There is only one survivor, a teenage boy, who tells police their small boat was deliberately rammed and sunk. Psychologist Cyrus Haven is recruited by the police to investigate the murders—but recognizes immediately that Evie has some link to the tragedy. By solving this crime, he could finally unlock the secrets of her past. But what dark forces will he set loose? And who will pay the price?

I love this series. I liked Joe O’Loughlin but didn’t like some of the women Robotham paired him with… (*shrugs*) so I’ve preferred this series to Robotham’s earlier novels (though I do enjoy his standalones as well).

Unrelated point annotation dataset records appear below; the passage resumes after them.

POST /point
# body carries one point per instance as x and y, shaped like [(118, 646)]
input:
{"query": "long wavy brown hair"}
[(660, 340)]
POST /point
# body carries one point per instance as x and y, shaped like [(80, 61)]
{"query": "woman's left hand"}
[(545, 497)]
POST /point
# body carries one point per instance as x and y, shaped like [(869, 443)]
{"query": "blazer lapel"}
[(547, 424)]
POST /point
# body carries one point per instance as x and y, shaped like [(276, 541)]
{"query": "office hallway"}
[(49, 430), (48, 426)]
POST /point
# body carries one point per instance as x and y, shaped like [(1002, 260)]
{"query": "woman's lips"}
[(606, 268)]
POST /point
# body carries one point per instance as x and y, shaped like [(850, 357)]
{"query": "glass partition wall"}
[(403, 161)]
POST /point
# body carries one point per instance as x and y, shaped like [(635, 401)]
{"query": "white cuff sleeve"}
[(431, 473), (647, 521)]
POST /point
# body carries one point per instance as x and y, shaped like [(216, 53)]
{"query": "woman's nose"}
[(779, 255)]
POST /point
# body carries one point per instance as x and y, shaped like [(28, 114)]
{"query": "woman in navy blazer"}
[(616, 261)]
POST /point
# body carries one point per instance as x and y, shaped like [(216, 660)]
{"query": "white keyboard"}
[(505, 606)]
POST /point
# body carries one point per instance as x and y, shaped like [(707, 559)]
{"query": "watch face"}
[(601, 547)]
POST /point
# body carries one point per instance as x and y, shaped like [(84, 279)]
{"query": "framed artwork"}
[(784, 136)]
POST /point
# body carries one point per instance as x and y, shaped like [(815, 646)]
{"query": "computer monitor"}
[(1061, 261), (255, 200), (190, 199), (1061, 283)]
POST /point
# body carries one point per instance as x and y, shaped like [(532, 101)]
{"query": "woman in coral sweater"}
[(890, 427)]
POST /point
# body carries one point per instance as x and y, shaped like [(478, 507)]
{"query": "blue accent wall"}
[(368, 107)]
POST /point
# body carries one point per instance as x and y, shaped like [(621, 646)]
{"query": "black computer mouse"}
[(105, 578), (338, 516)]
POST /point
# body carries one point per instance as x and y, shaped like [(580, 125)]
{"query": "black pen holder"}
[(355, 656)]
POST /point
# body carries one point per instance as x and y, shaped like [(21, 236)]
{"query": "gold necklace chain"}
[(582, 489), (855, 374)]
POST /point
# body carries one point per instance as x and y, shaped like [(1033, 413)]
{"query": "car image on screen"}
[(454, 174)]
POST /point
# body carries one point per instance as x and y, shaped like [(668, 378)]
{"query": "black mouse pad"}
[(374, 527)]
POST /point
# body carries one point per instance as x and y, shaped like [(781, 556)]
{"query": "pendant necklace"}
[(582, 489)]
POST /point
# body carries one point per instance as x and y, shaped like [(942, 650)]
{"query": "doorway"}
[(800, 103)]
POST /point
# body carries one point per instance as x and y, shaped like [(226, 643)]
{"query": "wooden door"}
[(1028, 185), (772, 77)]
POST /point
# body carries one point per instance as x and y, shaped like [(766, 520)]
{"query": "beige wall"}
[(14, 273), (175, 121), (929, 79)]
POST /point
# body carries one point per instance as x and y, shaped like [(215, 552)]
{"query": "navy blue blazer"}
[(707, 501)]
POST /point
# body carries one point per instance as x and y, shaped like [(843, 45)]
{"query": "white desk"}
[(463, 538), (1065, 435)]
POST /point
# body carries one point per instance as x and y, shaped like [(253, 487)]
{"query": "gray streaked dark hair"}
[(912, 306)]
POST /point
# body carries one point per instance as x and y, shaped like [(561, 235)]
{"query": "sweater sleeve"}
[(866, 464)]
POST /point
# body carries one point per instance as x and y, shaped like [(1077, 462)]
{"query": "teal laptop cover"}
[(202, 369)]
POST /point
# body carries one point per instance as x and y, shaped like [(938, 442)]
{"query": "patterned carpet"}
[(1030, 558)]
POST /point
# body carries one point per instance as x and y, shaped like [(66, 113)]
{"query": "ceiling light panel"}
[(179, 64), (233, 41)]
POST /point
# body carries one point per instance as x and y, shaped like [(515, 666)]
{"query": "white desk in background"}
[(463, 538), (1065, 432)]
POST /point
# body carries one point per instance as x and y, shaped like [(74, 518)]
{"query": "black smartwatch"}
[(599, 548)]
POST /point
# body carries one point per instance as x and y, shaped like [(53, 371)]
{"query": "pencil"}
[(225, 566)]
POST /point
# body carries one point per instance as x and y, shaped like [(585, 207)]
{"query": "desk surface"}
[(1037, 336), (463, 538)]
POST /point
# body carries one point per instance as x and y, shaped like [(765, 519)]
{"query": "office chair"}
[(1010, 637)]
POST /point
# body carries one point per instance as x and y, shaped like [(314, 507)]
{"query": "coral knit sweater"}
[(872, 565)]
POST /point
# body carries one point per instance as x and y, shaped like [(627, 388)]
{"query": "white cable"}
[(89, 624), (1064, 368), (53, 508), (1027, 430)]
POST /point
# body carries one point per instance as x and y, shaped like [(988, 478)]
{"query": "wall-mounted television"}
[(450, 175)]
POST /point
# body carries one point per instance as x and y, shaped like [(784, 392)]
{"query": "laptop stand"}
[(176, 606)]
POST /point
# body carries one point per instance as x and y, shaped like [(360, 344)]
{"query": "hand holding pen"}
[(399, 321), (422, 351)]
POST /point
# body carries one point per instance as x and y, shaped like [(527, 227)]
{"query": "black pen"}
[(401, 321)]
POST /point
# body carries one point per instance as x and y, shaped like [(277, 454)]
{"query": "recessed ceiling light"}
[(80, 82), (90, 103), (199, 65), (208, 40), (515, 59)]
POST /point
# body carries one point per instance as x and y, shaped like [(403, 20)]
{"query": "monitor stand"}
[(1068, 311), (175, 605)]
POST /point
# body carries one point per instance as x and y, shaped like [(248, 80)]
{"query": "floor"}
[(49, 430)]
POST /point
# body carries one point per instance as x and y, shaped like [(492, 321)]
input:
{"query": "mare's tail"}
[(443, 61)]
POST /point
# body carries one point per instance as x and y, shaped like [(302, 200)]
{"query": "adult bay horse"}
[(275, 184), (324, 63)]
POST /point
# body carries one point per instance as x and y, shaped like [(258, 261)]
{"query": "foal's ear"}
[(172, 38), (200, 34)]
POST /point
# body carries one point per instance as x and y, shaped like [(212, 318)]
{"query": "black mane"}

As an ex-investigative reporter Robotham’s obviously done his research – or just knows an inordinate amount about asylum seekers, refugees, people trafficking and border control. The level of detail proffered so easily here made this feel very real. As did his referencing of the Identitarian movement (those opposing globalisation and multiculturalism) and its disparate supporters.

I also liked that Robotham jumped on that asylum seeker bandwagon and included an advocate fighting for their rights, (as well as those wanting to ‘send them home’), without hitting us over the head with a sledgehammer.

I’d forgotten that Evie’s crushing on her former psychologist and guardian, now friend and love how deftly Cyrus bats this away without hurting Evie. I’d also forgotten how naïve she is and how sheltered she has been for much of her life – street smart but having missed some life basics. This novel (also) shows how much she’s grown, now willing to confront her own past if it will help other (more recent) victims and uncover buried memories and secrets.

I have spent the past three years trying to fit in and become one of the crowd. Ordinary, in every way. Invisible….

… This should make me feel like I belong, but when I look in the mirror, I see an imposter or a crisis actor. My life feels like a performance without a script, where I am expected to improvise. I don’t even know if I’m the hero or villain of my own story, or when it might be over. p 178

I did feel like it was kinda easy to guess the ultimate baddie, given we don’t have many contenders so wonder if having some chapters told from their anonymous / menacing point-of-view could have helped drive doubt and get more buy-in for their ‘reveal’. Having said that, it didn’t ultimately matter as there are many additional twists. Some bittersweet, but satisfying.

I lapped up this latest offering from Robotham, surprising myself by pausing half-way through to savour the second half, reading it in two sittings rather than one, and was reminded he’s both a masterful storyteller AND a creator of flawed yet captivating characters.

Storm Child by Michael Robotham will be published in Australia by Hachette in late June 2024.

I received a copy of this book from the publisher for review purposes.